Rhinoplasty in patients following cleft deformities is a challenging task requiring an experienced surgeon to restore a normal appearance. Cleft facial deformity may involve the following characteristics: nose deformity, skeletal deformities, dental deformities, and lip deformities.
The ideal timing for rhinoplasty in those patients depends on age, severity of the deformity, understanding of the surgery, and willingness for the surgery.
The open rhinoplasty approach is preferred especially in cleft patients for better exposure, foundation and support reconstruction. We prefer dividing the surgical approach into three stages. First stage: nose foundation. Second stage: structural correction and contouring. Third Stage: aesthetical improvement. The most common complication in cleft rhinoplasty is a residual asymmetry of the nose.
37 Rhinoplasty: Secondary Cleft Nasal Deformity
Rhinoplasty in patients following cleft deformities is a challenging task requiring an experienced cleft team to restore a normal appearance.

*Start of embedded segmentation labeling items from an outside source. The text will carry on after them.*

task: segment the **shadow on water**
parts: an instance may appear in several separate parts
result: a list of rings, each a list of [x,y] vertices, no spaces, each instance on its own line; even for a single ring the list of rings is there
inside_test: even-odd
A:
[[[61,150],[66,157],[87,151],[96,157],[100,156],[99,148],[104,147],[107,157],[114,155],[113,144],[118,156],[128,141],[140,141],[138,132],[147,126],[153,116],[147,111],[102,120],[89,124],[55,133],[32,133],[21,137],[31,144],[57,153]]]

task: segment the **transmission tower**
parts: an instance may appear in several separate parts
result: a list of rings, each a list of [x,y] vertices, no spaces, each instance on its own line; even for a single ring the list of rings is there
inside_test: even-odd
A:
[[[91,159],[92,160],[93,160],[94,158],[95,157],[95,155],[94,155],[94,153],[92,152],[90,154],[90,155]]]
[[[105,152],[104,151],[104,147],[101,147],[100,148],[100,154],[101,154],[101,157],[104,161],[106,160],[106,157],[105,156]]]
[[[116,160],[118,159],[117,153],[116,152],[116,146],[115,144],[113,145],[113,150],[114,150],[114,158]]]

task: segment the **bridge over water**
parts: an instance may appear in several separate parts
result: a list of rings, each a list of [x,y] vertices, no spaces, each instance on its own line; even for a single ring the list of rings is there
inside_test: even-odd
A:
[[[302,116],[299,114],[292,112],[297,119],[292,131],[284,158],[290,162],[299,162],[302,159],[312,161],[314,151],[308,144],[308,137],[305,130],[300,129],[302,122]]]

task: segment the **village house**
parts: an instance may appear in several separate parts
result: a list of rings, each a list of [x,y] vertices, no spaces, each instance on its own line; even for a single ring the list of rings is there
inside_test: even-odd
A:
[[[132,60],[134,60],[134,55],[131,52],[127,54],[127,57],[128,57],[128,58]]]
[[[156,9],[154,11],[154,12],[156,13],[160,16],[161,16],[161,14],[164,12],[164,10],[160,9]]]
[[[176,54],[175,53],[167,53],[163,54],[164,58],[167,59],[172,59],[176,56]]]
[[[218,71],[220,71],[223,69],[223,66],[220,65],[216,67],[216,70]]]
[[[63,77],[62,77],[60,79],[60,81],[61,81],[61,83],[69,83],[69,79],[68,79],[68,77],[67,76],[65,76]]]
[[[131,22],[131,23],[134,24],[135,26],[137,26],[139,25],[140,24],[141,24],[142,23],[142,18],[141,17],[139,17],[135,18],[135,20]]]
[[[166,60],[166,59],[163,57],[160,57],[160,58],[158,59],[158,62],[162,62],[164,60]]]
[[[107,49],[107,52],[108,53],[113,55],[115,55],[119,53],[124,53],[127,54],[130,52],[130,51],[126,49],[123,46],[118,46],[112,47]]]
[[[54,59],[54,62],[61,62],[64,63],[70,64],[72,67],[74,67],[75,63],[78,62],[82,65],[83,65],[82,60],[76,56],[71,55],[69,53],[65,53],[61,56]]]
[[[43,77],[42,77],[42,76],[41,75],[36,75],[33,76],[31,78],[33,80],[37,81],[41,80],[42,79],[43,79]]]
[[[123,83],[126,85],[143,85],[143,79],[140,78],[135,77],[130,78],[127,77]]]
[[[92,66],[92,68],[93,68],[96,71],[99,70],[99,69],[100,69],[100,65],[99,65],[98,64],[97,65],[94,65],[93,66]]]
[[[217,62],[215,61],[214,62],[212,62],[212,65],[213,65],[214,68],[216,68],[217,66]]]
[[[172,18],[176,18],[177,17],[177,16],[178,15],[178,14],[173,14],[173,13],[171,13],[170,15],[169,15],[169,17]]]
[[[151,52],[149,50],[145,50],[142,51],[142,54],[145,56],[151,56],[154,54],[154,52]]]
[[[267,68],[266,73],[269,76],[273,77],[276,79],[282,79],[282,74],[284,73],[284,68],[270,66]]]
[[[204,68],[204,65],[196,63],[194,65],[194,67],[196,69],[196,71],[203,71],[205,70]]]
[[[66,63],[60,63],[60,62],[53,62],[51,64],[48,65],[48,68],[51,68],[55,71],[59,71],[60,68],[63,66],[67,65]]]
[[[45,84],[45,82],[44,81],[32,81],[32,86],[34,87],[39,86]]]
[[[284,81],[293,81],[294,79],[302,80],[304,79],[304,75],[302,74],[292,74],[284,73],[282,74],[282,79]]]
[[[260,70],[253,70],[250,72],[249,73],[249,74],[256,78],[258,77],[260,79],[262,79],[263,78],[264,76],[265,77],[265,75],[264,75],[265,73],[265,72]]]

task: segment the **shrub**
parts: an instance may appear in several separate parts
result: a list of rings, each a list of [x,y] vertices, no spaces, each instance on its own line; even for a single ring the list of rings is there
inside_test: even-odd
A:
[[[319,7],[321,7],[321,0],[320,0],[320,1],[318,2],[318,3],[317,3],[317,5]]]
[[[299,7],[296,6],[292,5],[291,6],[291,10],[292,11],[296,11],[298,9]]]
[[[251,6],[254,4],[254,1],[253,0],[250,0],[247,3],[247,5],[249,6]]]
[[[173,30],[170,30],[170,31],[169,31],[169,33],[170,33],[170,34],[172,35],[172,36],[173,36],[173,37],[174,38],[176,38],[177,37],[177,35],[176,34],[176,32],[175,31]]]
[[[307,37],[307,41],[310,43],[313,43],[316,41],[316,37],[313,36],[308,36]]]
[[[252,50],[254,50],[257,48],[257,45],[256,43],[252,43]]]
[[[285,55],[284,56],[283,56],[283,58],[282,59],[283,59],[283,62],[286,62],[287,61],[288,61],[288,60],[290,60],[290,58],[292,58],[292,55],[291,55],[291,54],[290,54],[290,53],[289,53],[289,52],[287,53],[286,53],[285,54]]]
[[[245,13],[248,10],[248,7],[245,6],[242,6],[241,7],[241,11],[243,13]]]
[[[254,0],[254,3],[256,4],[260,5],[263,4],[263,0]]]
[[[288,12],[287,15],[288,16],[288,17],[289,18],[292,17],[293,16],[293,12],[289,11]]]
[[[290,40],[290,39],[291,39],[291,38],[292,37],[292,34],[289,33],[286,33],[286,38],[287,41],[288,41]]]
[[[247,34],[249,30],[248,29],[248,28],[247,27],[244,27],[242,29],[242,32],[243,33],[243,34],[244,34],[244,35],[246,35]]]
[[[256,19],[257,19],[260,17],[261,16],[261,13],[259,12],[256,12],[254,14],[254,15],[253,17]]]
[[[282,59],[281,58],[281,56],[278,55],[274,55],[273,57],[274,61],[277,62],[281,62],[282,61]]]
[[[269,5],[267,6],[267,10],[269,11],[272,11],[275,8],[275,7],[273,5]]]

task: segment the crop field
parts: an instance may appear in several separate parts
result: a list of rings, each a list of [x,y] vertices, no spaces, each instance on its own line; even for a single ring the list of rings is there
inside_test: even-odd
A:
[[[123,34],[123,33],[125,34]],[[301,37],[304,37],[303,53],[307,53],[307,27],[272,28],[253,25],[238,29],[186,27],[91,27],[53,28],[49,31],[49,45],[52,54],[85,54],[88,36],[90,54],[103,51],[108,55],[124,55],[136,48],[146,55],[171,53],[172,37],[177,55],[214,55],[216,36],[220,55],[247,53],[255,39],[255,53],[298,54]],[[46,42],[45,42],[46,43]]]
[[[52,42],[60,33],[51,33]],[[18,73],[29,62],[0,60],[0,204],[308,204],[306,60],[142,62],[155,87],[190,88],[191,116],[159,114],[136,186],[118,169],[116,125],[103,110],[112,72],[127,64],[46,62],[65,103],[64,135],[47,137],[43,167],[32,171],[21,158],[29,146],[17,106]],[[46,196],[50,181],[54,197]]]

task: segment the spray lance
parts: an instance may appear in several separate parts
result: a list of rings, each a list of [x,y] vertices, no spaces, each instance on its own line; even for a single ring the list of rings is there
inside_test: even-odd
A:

It may be needed due to cleft nose anatomical deformity; growth-related or iatrogenic deformities after primary correction.
Studies have shown that in cleft patients the medial nasal process remains centralized and fails to fuse with the maxillary process. Furthermore, there is discontinuation of the orbicularis oris which affects the aberrant clinical features of the cleft nose. 1 – 3
The abnormal insertion of orbicularis oris into the columellar base creates the characteristic view of deformed columella and deviated caudal septum. The insertion of orbicularis into the subalar cartilage results in flattening of the lower lateral cartilage.
Cleft facial deformity may involve the following characteristics:
Nose deformity: Wide nose, broad and depressed tip, short columella.
On the cleft side: Wider and retro-displaced nostril, posteriorly and laterally displaced nostril, short medial crus, long lateral crus, deviation of the septum toward the cleft side and inferior turbinate hypertrophy on the non-cleft side.
Skeletal deformities: Midface retrusion, zygomatic hypoplasia, mandibular pseudo-prognathism, pyriform asymmetry, nasal pyramid deviation.
Dental deformities: Class III malocclusion, maxillary arch constriction, cleft dental gaps, alveolar fistulae.
Lip deformities: Short, deficient red or white lip, retracted vermillion, scarred or deviated vermillion.
37.2 Anatomy of the Nose
The structural nose component can be divided into three parts:
The envelope composed of the outer skin and soft tissue: thinner and mobile skin in the upper two-thirds.
Bony and cartilaginous framework.
Inner mucosal lining.
Blood supply of the nose is very rich. It is composed of mainly two arteries:
Ophthalmic artery: Anterior ethmoidal, dorsal nasal, external nasal arteries—all these arteries supply mainly the proximal part of the nose.
Facial artery: Superior labial and angular arteries supply mainly the nasal tip. 4
37.3 Preoperative Assessment
Preoperative evaluation should include complete history. The surgeon should be familiar with previous operations, and follow standard and systemic nasofacial analysis. 5
The child’s capability of understanding and accepting the surgical procedure and postoperative care is a mandatory condition for proceeding.
There are few basic principles that always guide us during secondary rhinoplasty cases:
Aesthetics subunits (▶ Fig. 37.4).
Always look on the whole nose not just on a specific point.
Use cartilage grafts, overdo the support, avoid local flaps for columella, and avoid tissue excision except in alar bases.